129 Minuten sollte der „Schweigeprotest“andauern – eine Minute für jede Tat, für die der Angeklagte unlängst verurteilt wurde. Aus Sicht der vor dem Gericht Versammelten fiel das Urteil viel zu milde aus. Auf einem Plakat steht: „Warum nicht lebenslänglich?“
Eine Teilnehmerin bezeichnete das Urteil als „Sauerei“. Auch eine der Organisatorinnen des „Schweigeprotests“äußerte sich. Sie kritisierte, dass das Urteil andere Missbrauchsopfer davon abhalten könnte, überhaupt Anzeige zu erstatten.
Die Demonstranten vor dem Ulmer Landgericht.
Organisiert und angemeldet wurde die Kundgebung von eine Gruppe von Aktivistinnen und Aktivisten, die im Onlinenetzwerk Instagram unter dem Namen „Ulm gegen Missbrauch“auftritt.
Die Teilnehmer der Demonstration sind mit ihrem Unmut nicht allein. Auch die in der Region bekannte Kabarettistin Kathi Wolf verlieh ihrer Wut gegenüber dem Urteil in den sozialen Medien Ausdruck. Der „Schwäbischen Zeitung“teilt sie auf Nachfrage mit, dass sie es sich zwar nicht anmaße, festzustellen, welches Urteil in diesem Fall „gerecht“sei. Missbrauchsopfer jedoch würden lebenslang leiden.
Bundesweit bekannt gemacht hat das Ulmer „Skandalurteil“der Blogger Robert Konieczny. Er plädiert offen dafür, Kinderschänder an den Pranger zu stellen. Auf einer Datenbank solle einsehbar sein, wo verurteilte Sexualstraftäter wohnen, wie sie heißen und welche Straftat sie begangen haben. Solche Forderungen sind mit den Prinzipien des deutschens Rechtsstaates nicht vereinbar. Dennoch wurde eines der Videos zum Ulmer Urteil bereits fast sechs Millionen Mal aufgerufen.
Die Frage, ob das Gericht den Angeklagten überhaupt ins Gefängnis hätte schicken können, ist schnell beantwortet – ja, das wäre laut gesetzlichem Strafrahmen möglich. Aber eben auch die verhängte Bewährungsstrafe. Im vorliegenden Fall entschied sich das Gericht aus mehreren Gründen für die Bewährung.
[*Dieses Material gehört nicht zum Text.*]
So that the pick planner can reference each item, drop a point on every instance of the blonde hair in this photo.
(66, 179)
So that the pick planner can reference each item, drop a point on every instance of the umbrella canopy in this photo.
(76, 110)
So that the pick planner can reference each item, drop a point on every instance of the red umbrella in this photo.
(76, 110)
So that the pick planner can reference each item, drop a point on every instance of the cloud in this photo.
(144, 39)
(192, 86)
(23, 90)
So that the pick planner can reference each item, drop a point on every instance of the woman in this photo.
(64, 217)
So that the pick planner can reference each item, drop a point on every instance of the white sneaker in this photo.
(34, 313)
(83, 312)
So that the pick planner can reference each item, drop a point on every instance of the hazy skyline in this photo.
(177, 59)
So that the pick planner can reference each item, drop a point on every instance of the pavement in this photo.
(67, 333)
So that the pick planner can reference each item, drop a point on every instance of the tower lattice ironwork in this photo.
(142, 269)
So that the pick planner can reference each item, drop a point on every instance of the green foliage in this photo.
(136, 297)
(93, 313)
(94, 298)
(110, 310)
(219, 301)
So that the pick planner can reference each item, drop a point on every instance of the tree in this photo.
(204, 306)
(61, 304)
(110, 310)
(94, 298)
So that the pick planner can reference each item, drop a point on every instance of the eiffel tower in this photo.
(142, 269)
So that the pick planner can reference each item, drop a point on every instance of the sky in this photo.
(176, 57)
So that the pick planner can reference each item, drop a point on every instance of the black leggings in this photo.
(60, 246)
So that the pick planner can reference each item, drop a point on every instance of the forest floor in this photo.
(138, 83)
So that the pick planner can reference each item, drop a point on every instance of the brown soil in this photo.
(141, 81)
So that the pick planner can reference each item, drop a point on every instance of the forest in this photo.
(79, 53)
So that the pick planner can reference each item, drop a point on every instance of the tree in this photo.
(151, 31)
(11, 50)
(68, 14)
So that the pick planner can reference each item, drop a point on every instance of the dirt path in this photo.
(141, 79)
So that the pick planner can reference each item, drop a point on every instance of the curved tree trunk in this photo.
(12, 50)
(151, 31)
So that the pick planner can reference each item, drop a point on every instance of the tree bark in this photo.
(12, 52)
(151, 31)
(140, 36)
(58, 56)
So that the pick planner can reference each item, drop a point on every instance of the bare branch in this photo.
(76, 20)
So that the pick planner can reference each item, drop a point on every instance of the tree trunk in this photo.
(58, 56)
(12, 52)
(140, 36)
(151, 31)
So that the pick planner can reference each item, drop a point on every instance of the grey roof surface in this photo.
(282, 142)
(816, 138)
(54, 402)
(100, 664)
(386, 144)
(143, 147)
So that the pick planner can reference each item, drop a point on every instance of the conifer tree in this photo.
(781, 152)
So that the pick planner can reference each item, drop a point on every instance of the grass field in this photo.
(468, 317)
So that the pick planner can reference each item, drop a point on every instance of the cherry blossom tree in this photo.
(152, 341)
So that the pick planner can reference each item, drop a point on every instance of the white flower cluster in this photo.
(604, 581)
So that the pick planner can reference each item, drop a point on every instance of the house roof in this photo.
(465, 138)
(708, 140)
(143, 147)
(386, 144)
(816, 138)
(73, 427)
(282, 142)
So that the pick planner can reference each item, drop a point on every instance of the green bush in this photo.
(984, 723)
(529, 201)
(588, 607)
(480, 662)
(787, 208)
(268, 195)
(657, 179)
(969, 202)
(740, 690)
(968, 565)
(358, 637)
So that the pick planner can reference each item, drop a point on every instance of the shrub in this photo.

Der Angeklagte habe eine gute Sozialprognose. Er habe einen festen Job, ein soziales Umfeld und Hobbys – und eine Therapie abgeschlossen.
Damit folgte das Gericht Vorgaben des Gesetzgebers. Wer, wie der 45-Jährige, zu zwei Jahren Freiheitsstrafe verurteilt wird, der darf mit Bewährung rechnen, wenn nach der Gesamtwürdigung „besondere Umstände“vorliegen. Diese können sein: ein Geständnis, eine Therapie und dass die Taten lange zurückliegen. All das lag im Ulmer Fall vor. Außerdem hatte sich das Verfahren hingezogen, eine Schöffin war befangen und musste ersetzt werden. Danach wurde der Prozess neu aufgerollt.
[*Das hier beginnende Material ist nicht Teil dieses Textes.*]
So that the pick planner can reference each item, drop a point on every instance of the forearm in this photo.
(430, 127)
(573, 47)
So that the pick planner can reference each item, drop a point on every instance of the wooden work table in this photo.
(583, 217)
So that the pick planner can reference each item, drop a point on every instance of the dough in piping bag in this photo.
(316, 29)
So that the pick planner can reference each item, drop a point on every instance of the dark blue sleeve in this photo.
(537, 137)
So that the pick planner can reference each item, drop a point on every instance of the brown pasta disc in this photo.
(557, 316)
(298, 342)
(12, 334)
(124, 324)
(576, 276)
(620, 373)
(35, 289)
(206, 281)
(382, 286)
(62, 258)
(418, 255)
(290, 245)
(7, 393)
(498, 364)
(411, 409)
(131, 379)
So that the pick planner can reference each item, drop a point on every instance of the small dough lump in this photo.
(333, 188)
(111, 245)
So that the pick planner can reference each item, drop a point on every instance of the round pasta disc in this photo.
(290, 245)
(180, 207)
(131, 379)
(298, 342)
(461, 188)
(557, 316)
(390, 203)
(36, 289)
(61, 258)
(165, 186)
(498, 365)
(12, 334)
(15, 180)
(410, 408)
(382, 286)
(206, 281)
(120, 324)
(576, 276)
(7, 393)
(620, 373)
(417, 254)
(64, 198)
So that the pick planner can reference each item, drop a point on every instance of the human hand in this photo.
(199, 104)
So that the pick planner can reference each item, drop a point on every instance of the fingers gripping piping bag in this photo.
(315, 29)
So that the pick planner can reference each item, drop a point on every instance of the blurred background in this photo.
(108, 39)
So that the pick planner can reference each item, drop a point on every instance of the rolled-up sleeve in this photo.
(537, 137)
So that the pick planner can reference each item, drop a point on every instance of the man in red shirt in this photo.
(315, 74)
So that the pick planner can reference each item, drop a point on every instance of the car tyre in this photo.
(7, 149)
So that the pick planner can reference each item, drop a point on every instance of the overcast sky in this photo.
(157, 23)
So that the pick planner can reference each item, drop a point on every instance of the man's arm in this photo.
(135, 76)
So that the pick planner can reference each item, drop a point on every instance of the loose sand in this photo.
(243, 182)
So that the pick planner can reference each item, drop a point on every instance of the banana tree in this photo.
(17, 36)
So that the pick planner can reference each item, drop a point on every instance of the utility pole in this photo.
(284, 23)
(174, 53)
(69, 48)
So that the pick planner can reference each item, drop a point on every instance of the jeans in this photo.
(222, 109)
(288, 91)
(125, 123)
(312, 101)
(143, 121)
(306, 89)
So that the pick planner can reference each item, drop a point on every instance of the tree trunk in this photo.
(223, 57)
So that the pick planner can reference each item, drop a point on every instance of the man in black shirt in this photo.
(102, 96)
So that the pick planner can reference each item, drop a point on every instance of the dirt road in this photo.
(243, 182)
Wohl auch wegen der lange zurückliegenden Taten machten die Opfer zudem teils verschwommene und widersprüchliche Angaben. Dies erklärte Richter Michael Klausner, der die jungen Frauen nicht öffentlich vernommen hatte.
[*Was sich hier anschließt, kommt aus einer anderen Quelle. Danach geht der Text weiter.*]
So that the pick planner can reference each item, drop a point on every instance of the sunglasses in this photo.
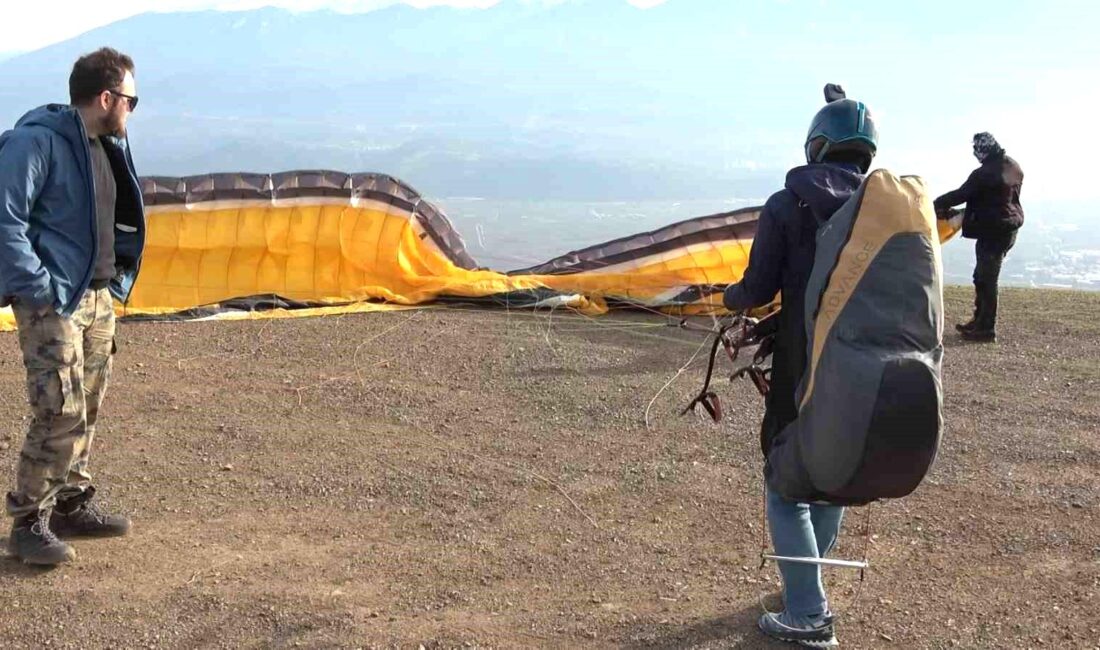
(131, 99)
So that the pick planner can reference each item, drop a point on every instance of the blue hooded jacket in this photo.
(781, 260)
(48, 241)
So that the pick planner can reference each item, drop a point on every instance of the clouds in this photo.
(31, 25)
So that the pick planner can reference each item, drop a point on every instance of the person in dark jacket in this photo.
(992, 217)
(839, 147)
(72, 233)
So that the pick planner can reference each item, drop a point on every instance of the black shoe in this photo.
(33, 542)
(966, 327)
(980, 335)
(78, 517)
(813, 634)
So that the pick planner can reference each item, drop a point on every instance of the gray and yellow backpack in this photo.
(870, 403)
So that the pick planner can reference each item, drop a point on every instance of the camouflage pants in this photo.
(68, 363)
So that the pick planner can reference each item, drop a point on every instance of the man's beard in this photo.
(113, 123)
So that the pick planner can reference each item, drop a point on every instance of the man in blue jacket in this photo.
(992, 216)
(839, 147)
(72, 233)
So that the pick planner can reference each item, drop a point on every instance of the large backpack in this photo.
(870, 403)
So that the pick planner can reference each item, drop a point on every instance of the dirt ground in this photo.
(454, 477)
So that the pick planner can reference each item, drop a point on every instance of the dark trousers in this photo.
(990, 254)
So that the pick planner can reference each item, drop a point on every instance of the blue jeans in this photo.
(802, 530)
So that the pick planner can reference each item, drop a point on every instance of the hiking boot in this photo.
(980, 335)
(966, 327)
(814, 631)
(34, 543)
(78, 517)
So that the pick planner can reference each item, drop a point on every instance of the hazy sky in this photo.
(1031, 73)
(30, 25)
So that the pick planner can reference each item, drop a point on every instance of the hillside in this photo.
(453, 477)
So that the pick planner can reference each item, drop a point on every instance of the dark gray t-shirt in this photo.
(106, 194)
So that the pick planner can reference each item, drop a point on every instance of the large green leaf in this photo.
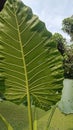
(32, 65)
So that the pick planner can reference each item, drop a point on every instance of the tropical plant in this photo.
(30, 67)
(9, 127)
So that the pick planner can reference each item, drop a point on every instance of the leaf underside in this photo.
(27, 65)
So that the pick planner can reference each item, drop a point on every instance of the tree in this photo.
(31, 63)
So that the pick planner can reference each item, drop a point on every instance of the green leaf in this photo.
(32, 65)
(9, 127)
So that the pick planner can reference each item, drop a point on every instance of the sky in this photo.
(52, 12)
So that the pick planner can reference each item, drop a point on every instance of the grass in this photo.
(17, 116)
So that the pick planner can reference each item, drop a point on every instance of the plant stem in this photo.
(30, 112)
(50, 117)
(35, 119)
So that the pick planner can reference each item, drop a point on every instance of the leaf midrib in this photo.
(22, 53)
Hinzu kommt, dass das Gesetz zur Tatzeit noch ein anderes war. Um die Jahrtausendwende sah es noch den „minder schweren Fall“des sexuellen Missbrauchs von Kindern vor. Der war gegeben, wenn eine Tat nach einer Würdigung aller Umstände von den erfahrungsgemäß vorkommenden Taten nach unten abwich.